Once the testing is automated, continuous testing implies that the automation is integrated into the CI/CD pipeline. Some functional and unit tests can be integrated into the CI, which flags before or during the integration process. A test that requires a complete production environment, such as performance and security testing, is often integrated into a CD and performed after the artifacts are delivered to the target environments.
CI/CD supporters claim the benefits of faster time-to-market, faster customer feedback, improved developer productivity, reduced technical risk, improved quality and increased customer satisfaction. I do not question any of these claims. What I do is the cost of switching to CI and CD, the complexity of changing the company's software development culture, and the practical difficulty of maintaining a product that is always shipped. If you are realistic about all this and plan your remediation strategies well, you can benefit from continuous integration and delivery.

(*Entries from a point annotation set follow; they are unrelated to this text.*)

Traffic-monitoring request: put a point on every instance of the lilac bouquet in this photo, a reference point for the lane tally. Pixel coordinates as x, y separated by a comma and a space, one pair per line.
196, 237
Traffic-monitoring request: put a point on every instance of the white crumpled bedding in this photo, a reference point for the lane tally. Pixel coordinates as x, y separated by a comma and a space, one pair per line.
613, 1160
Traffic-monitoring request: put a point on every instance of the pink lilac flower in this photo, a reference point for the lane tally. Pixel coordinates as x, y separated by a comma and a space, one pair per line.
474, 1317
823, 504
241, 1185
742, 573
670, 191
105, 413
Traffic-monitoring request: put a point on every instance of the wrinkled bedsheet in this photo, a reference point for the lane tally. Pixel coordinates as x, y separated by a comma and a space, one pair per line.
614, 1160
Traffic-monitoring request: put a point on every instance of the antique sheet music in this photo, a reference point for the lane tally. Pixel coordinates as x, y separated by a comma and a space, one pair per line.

There are also large monolithic systems, where without additional modification (for example, large computer systems for banks with releases 3-4 times a year) CI/CD is not suitable, because such tasks require a complete renovation of the entire architecture.
Tools for CI/CD
Jenkins/Hudson, GitLab CI, TeamCity, Circle CI, Bamboo, Microsoft Team Foundation Build, GoCD, AppVeyor, Codeship, Drone
BitBucket Pipelines, Heroku CI, Travis CI, Codeship, Buddy CI, AWS CodeBuild
- CI is essential to create a consistent and automated way to build, package and test applications.
- CD automates the deployment of applications in selected environments
- Regression tests are the basis for CI testing, but besides them, you can automate performance testing, API testing, static code analysis, security testing, etc.
- There are many tools available on the market to create your own CI/CD pipelines.